Faute de budget, il n’y a plus de salariés à la délégation locale de l’association, créée il y a vingt-trois ans.

Sale temps pour les associations de lutte contre le sida. Alors qu'Aides doit licencier une partie de son personnel et qu'Act Up fait face à d'importantes difficultés financières, Sida Info Service met en sourdine son antenne bordelaise, rue Guerin, dans le quartier Saint-Pierre.

Faute de financements, le contrat de l'unique et dernière salariée n'a pas été reconduit. « Nous gardons les locaux car nous pourrions réactiver l'association autour de nouvelles missions, comme le dépistage rapide.
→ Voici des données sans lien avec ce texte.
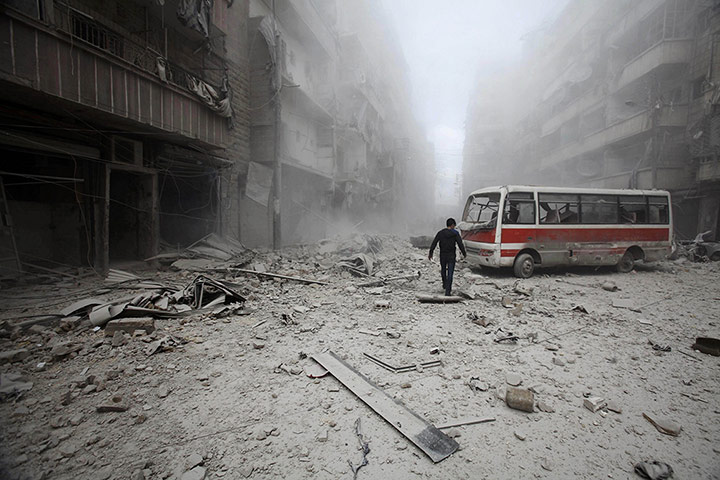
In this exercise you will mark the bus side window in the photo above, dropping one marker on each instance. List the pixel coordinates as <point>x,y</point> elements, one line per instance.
<point>559,208</point>
<point>658,210</point>
<point>519,209</point>
<point>511,213</point>
<point>633,209</point>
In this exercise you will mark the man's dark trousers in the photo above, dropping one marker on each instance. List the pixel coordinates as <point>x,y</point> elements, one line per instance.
<point>447,268</point>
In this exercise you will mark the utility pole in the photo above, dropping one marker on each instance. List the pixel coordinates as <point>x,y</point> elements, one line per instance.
<point>277,177</point>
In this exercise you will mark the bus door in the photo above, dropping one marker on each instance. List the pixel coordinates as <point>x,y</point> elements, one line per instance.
<point>519,223</point>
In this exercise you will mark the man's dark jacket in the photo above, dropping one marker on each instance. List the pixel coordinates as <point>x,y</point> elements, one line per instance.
<point>447,238</point>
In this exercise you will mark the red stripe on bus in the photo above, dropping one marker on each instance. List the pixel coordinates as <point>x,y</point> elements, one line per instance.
<point>483,237</point>
<point>592,235</point>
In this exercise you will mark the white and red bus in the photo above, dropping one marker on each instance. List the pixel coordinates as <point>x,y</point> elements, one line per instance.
<point>526,227</point>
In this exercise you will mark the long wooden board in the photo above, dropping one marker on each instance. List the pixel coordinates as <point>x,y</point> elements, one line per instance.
<point>426,437</point>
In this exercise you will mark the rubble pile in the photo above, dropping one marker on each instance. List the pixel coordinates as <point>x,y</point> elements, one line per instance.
<point>194,373</point>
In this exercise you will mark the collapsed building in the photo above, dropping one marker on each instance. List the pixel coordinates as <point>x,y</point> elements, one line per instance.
<point>330,113</point>
<point>133,126</point>
<point>614,94</point>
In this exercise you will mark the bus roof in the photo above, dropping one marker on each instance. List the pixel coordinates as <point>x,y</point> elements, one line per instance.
<point>587,191</point>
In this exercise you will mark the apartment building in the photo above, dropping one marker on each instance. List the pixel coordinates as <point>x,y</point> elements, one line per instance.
<point>331,118</point>
<point>122,123</point>
<point>615,94</point>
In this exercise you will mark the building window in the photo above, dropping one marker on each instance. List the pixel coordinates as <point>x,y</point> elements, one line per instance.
<point>698,87</point>
<point>97,35</point>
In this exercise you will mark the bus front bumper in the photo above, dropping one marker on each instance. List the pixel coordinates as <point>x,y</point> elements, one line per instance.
<point>484,254</point>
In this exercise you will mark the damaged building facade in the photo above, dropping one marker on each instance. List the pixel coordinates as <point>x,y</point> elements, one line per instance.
<point>120,127</point>
<point>133,127</point>
<point>331,118</point>
<point>611,94</point>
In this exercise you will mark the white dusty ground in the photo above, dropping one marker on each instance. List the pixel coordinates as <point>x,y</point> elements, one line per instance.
<point>222,398</point>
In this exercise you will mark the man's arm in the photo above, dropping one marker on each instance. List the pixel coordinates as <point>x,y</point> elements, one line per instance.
<point>458,239</point>
<point>433,245</point>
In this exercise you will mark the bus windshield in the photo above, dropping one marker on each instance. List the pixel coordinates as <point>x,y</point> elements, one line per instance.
<point>481,211</point>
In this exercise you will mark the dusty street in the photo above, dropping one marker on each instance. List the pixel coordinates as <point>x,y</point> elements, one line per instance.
<point>231,398</point>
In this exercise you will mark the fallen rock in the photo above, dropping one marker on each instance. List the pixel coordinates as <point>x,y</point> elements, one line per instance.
<point>118,339</point>
<point>193,461</point>
<point>513,379</point>
<point>13,383</point>
<point>545,407</point>
<point>614,407</point>
<point>12,356</point>
<point>197,473</point>
<point>520,399</point>
<point>663,425</point>
<point>594,403</point>
<point>114,404</point>
<point>130,325</point>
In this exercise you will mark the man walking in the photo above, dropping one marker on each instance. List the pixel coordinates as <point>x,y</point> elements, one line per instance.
<point>447,237</point>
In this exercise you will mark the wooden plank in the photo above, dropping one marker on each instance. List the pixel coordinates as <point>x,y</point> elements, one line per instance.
<point>439,299</point>
<point>426,437</point>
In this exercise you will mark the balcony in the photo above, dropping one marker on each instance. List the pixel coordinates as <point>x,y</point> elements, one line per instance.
<point>667,54</point>
<point>83,62</point>
<point>665,178</point>
<point>624,131</point>
<point>302,21</point>
<point>708,170</point>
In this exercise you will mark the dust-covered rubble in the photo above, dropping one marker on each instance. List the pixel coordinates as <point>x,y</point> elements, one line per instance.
<point>229,390</point>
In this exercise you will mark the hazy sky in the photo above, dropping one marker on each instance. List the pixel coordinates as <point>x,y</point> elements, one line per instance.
<point>445,44</point>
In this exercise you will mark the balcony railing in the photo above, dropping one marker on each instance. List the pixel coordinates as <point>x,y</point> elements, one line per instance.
<point>86,29</point>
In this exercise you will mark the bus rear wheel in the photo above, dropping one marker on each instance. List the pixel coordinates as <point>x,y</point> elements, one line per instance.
<point>524,266</point>
<point>626,263</point>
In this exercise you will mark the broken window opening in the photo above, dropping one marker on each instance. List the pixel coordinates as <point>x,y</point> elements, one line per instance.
<point>599,209</point>
<point>559,208</point>
<point>519,209</point>
<point>633,209</point>
<point>482,210</point>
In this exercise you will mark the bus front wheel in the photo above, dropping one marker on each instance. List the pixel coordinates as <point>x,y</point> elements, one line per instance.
<point>524,266</point>
<point>626,263</point>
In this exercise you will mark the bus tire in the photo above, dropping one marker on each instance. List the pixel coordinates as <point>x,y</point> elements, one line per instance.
<point>524,266</point>
<point>626,263</point>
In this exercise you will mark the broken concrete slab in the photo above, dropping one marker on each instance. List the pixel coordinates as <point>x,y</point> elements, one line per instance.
<point>513,379</point>
<point>594,403</point>
<point>663,424</point>
<point>197,473</point>
<point>11,383</point>
<point>426,437</point>
<point>12,356</point>
<point>520,399</point>
<point>130,325</point>
<point>114,404</point>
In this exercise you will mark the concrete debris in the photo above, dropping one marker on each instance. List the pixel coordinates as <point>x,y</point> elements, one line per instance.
<point>711,346</point>
<point>653,470</point>
<point>513,379</point>
<point>594,403</point>
<point>520,399</point>
<point>74,406</point>
<point>13,383</point>
<point>130,325</point>
<point>113,404</point>
<point>543,406</point>
<point>12,356</point>
<point>663,424</point>
<point>197,473</point>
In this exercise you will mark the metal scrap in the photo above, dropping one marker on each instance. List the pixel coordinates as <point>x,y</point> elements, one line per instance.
<point>406,368</point>
<point>365,446</point>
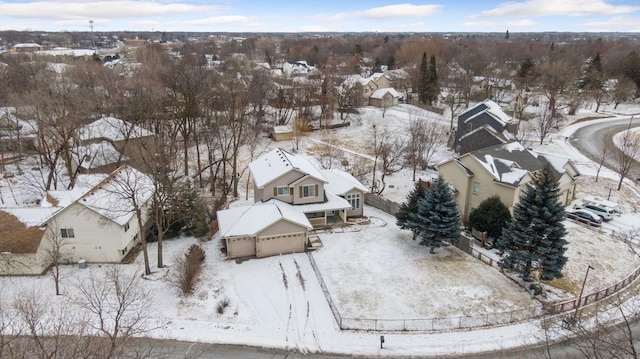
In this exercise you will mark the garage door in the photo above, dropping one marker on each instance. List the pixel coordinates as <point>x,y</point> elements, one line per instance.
<point>241,247</point>
<point>281,244</point>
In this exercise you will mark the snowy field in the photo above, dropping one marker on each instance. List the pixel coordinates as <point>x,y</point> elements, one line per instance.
<point>376,272</point>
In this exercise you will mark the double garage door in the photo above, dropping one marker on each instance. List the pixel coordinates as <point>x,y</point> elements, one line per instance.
<point>286,243</point>
<point>266,246</point>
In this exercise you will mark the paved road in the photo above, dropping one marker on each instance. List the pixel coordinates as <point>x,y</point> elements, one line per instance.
<point>591,139</point>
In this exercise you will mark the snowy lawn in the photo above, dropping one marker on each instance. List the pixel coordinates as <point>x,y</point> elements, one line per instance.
<point>380,272</point>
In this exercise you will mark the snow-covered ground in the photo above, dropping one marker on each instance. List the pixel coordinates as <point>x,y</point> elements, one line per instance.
<point>377,271</point>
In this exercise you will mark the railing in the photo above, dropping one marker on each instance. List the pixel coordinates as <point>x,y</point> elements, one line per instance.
<point>464,323</point>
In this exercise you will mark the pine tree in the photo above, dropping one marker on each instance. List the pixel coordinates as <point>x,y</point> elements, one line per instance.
<point>535,236</point>
<point>410,206</point>
<point>423,81</point>
<point>491,216</point>
<point>437,220</point>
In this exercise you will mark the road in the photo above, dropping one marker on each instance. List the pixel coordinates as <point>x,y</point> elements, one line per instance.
<point>591,139</point>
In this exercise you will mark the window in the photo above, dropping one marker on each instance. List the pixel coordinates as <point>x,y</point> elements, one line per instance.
<point>67,232</point>
<point>308,190</point>
<point>354,200</point>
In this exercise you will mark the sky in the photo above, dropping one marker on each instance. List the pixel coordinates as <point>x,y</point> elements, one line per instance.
<point>322,15</point>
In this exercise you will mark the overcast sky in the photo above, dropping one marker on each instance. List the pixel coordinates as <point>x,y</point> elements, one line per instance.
<point>322,15</point>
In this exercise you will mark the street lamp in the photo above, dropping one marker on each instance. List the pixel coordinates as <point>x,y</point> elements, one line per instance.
<point>581,291</point>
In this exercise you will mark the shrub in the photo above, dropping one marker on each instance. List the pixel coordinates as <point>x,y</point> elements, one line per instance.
<point>189,267</point>
<point>222,305</point>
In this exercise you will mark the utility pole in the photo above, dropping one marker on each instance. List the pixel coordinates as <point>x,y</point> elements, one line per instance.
<point>93,41</point>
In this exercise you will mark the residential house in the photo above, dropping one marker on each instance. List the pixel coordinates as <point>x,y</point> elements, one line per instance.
<point>384,97</point>
<point>106,143</point>
<point>504,170</point>
<point>291,197</point>
<point>482,125</point>
<point>25,48</point>
<point>95,221</point>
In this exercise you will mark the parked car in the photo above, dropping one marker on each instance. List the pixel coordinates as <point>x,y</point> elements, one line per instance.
<point>585,216</point>
<point>604,212</point>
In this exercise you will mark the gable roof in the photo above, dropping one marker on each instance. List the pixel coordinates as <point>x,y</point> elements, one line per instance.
<point>341,182</point>
<point>379,93</point>
<point>251,220</point>
<point>112,129</point>
<point>279,162</point>
<point>510,163</point>
<point>111,198</point>
<point>487,107</point>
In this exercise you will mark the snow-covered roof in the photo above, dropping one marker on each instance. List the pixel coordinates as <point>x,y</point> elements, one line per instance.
<point>97,155</point>
<point>63,198</point>
<point>279,162</point>
<point>341,182</point>
<point>379,93</point>
<point>332,203</point>
<point>511,162</point>
<point>113,129</point>
<point>112,198</point>
<point>251,220</point>
<point>489,107</point>
<point>282,129</point>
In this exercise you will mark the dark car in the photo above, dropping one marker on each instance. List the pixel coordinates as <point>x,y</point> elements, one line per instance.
<point>585,216</point>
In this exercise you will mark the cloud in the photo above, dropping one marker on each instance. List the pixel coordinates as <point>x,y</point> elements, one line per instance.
<point>557,7</point>
<point>60,10</point>
<point>616,23</point>
<point>399,11</point>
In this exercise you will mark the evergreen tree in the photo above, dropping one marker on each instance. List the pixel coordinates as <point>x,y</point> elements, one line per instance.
<point>433,89</point>
<point>437,220</point>
<point>423,81</point>
<point>410,206</point>
<point>490,216</point>
<point>535,236</point>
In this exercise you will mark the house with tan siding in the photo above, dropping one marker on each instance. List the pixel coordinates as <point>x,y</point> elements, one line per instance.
<point>95,221</point>
<point>291,197</point>
<point>504,170</point>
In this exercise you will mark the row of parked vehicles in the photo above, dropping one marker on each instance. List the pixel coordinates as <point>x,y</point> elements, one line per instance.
<point>593,211</point>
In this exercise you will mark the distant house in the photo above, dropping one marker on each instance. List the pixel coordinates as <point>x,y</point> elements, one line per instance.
<point>282,133</point>
<point>106,143</point>
<point>504,170</point>
<point>95,221</point>
<point>482,125</point>
<point>291,197</point>
<point>384,97</point>
<point>25,48</point>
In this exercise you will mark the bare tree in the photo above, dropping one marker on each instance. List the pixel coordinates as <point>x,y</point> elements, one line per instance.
<point>625,154</point>
<point>128,190</point>
<point>117,307</point>
<point>544,122</point>
<point>389,149</point>
<point>55,251</point>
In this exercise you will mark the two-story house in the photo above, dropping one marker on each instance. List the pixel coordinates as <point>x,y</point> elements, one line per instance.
<point>504,170</point>
<point>95,221</point>
<point>483,125</point>
<point>291,197</point>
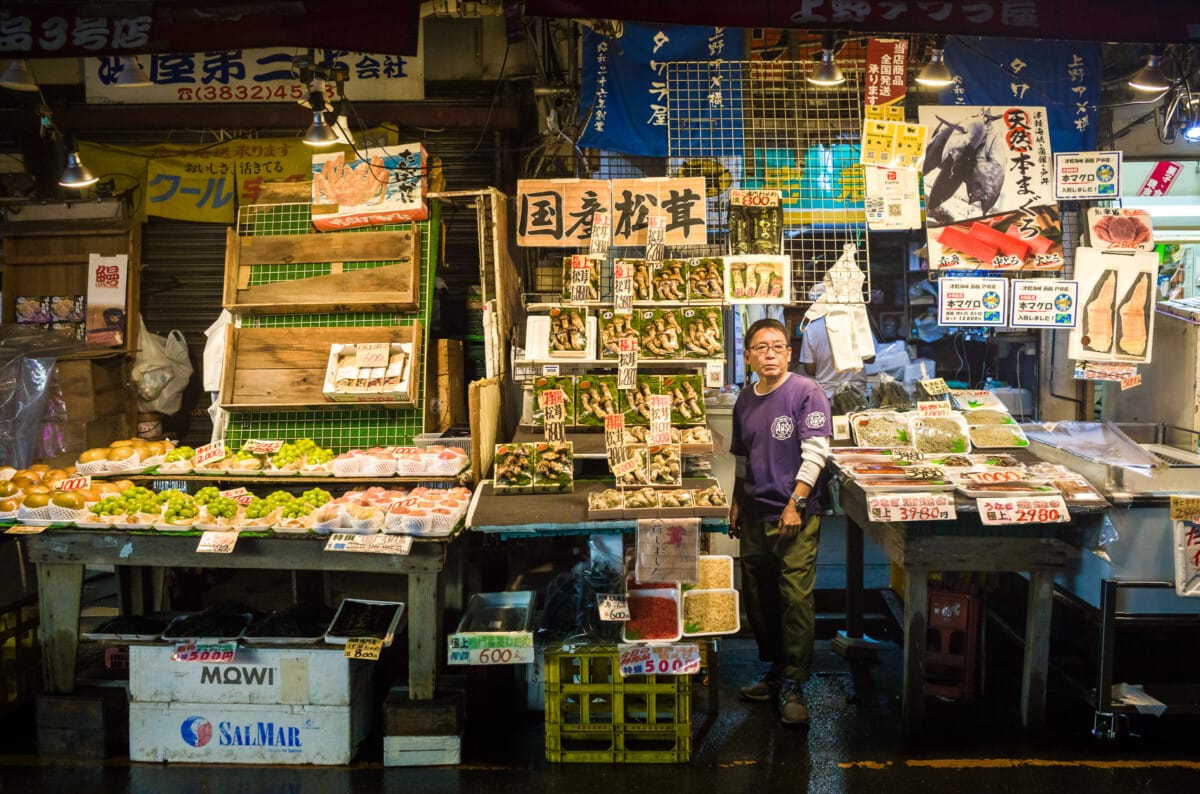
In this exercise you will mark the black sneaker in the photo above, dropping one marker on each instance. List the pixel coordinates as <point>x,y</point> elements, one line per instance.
<point>765,689</point>
<point>792,710</point>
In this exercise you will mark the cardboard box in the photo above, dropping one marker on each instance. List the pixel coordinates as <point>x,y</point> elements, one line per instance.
<point>249,734</point>
<point>257,675</point>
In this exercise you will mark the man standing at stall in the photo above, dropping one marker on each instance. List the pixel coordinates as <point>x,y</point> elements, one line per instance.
<point>781,429</point>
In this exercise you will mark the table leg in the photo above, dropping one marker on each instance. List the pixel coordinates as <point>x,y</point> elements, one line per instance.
<point>59,590</point>
<point>424,629</point>
<point>916,615</point>
<point>1037,649</point>
<point>851,643</point>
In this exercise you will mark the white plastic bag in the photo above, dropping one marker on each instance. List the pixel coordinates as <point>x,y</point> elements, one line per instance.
<point>161,371</point>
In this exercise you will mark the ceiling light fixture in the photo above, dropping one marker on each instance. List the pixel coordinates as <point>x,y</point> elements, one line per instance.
<point>936,73</point>
<point>132,76</point>
<point>18,77</point>
<point>1150,78</point>
<point>827,73</point>
<point>76,174</point>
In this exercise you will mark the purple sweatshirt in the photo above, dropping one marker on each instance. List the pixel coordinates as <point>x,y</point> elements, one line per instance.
<point>768,431</point>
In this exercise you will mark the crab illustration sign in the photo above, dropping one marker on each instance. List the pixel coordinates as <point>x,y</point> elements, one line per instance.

Mais en l'état actuel des choses, comme les subventions sont réduites voire supprimées, en particulier les subventions de l'Agence régionale de la santé, nous ne sommes plus en mesure de conserver ce temps plein à Bordeaux », explique Alain Miguet, l'un des cadres, à Paris, de cette association créée il y a vingt-trois ans et qui poursuit, au plan national, sa mission : répondre au téléphone ou sur Internet aux questions que se posent le grand public ou les personnes malades sur le sida et les maladies sexuellement transmissibles.

L'arrivée des trithérapies, la moindre mortalité liée au sida, font que la lutte contre ce virus a perdu, aux yeux des pouvoirs publics, son caractère d'urgence. Au début des années 2000, la délégation bordelaise de Sida Info Services abritait un centre d'appel qui comptait une dizaine d'écoutants.